I often hear comments like, “We haven’t done a stewardship campaign in decades. We don’t need to—we always pay the bills.” Or, “We don’t really talk about stewardship in our church; it makes people uncomfortable.” My personal favorite is, “We don’t want to be the church that’s always talking about money.”
These responses reveal a deeper issue: a lack of stewardship leadership within the church—on the part of both pastors and lay leaders.
Unfortunately, many people still equate stewardship campaigns with little more than an effort to raise more money. But that’s like saying we don’t need to do evangelism if our attendance numbers satisfy the District Superintendent, or that we don’t need to do mission work because no one’s knocking on the door asking for help.
Yes, a well-executed stewardship campaign can help meet the budget—but its true potential goes far beyond that. Here’s what a strong stewardship focus can do:
- Teach people to give. Many younger families in your congregation weren’t raised in the church. Do they know how to give? Do they understand what a tithe is, or why giving is a spiritual practice? A campaign creates space to teach these foundational principles.
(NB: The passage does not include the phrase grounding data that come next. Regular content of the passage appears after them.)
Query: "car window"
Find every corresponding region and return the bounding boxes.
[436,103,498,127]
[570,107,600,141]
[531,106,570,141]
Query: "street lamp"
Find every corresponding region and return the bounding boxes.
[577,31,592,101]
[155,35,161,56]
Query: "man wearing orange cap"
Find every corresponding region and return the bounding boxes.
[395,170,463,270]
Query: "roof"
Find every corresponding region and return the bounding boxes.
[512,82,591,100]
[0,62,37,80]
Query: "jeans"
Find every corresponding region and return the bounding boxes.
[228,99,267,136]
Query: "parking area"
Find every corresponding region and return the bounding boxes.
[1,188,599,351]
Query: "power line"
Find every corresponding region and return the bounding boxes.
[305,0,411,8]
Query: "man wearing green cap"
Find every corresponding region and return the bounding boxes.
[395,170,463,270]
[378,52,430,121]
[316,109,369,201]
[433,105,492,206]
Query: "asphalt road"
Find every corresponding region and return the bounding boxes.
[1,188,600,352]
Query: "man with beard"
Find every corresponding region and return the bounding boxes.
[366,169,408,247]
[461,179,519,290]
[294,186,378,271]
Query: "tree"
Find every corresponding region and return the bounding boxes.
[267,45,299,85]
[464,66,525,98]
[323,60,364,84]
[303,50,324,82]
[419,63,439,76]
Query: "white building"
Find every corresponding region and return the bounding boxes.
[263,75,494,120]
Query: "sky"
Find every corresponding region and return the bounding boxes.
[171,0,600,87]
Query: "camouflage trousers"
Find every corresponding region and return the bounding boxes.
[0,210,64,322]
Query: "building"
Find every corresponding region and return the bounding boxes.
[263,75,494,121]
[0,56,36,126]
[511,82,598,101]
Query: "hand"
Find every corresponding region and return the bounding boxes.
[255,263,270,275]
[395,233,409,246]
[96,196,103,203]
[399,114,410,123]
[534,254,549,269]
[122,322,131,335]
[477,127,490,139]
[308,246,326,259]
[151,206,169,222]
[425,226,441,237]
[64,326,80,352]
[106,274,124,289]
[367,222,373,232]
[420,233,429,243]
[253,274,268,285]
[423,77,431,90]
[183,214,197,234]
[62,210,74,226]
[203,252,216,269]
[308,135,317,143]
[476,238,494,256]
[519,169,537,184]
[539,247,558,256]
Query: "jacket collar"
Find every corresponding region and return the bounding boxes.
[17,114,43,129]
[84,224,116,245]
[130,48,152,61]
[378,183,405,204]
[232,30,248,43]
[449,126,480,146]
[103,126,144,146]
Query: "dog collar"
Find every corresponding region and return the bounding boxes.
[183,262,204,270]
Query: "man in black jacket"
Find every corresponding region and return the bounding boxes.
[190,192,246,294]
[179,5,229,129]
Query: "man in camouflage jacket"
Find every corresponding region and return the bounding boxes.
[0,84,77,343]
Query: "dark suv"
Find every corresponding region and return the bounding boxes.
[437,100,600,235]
- Encourage spiritual and financial growth. Ask your Financial Secretary how many members have been giving the same amount for five, ten, even twenty years. If the message they hear is, “What you’re giving is enough,” why would they consider giving more? When giving stays flat, people often redirect their resources elsewhere—often to places like Best Buy.
- Fuel the church’s vision. Maybe you don’t need a campaign to pay the bills—but are you funding the dream? Churches with flat giving often end up with flat programming. When was the last time your church launched something bold to reach your community or deepen discipleship? If every new idea is met with, “We can’t afford it,” creativity and mission both suffer.
- Connect money to ministry. Churches that seem to “talk about money too much” are often doing so from a reactive place, not a missional one. A thoughtful stewardship campaign doesn’t just ask for money—it casts a vision. It shows how generosity fuels ministry, enables outreach, and empowers the church to live out its mission in meaningful ways.